Hedwig recalls a touching story his mother told him about love. The tale, borrowed from Aristophanes's discourse on love from Plato's Symposium, tells of the gods splitting the races in half to weaken them. Like those split in half, Hedwig is seeking Love, his other half.

The revival of the 1998 award winning Off-Broadway show is directed by Michael Mayer (American Idiot Spring Awakening) and this show shares some of the same characteristics as his other musicals, including audience demographics, frenetic pacing and high decibels. The amps in the theater are turned way up and the theater literally rocks. The dialogue, right out of popular culture, includes very current references. This music numbs your ears, so if loud doesn't work for you, skip this show.

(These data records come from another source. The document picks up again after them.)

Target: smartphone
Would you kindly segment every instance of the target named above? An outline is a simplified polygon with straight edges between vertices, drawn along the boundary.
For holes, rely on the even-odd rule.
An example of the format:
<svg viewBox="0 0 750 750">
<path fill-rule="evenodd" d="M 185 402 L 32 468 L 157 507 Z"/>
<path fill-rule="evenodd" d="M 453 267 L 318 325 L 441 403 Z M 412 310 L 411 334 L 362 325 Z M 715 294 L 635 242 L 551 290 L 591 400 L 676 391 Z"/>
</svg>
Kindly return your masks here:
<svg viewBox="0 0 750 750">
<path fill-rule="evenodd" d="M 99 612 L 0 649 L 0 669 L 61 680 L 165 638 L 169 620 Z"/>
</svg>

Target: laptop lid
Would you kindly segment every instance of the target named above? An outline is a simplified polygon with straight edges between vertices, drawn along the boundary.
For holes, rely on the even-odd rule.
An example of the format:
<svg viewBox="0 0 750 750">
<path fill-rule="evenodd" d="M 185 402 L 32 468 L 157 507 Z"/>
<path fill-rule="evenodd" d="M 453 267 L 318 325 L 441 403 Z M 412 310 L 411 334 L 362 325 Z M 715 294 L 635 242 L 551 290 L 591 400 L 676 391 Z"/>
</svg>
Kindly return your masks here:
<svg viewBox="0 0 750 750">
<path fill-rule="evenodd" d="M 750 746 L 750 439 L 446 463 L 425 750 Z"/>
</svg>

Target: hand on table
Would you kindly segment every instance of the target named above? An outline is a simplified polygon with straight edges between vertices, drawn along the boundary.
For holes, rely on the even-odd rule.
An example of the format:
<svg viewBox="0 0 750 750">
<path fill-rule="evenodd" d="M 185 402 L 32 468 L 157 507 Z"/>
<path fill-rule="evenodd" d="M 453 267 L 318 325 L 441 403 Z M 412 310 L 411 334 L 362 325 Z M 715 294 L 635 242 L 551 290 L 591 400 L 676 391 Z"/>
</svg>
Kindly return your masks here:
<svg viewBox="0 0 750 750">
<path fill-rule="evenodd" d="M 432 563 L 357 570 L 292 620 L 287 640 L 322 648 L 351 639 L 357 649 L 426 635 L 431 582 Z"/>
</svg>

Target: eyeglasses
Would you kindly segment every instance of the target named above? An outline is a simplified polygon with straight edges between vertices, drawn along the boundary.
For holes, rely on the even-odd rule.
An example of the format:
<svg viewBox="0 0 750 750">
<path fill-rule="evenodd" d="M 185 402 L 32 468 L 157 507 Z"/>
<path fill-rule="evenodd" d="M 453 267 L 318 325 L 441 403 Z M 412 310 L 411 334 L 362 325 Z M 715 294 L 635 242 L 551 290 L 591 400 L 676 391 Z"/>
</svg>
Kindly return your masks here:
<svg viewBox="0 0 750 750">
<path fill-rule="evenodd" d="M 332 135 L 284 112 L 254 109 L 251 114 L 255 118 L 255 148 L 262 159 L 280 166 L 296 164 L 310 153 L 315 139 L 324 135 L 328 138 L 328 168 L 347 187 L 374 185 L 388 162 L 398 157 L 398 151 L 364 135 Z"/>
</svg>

But you'll be missing an outrageous performance by Harris in his long blonde wigs, short skirts and short shorts. He is lithe, athletic and coarse. He interacts with the audience and woe is you if your phone goes off. (Hedwig really embarrassed the person in the fourth row.)

The very talented Lena Hall portrays Hedwig's 'husband’ Yitzhak. She’s submissive and deferential, tending to Hedwig’s needs and demands. At first, Hall sings in a husky voice but later gets to belt out a number. It may take a while before some in the audience realize that he's really a she.

Hedwig and The Angry Inch isn’t for the mainstream tourist who wants something to sing as he leaves. However, fans of rock music that don’t mind lots of sexual innuendos will love this show. As for Harris — he is “Legen ...wait for it ... Dary. Legendary.”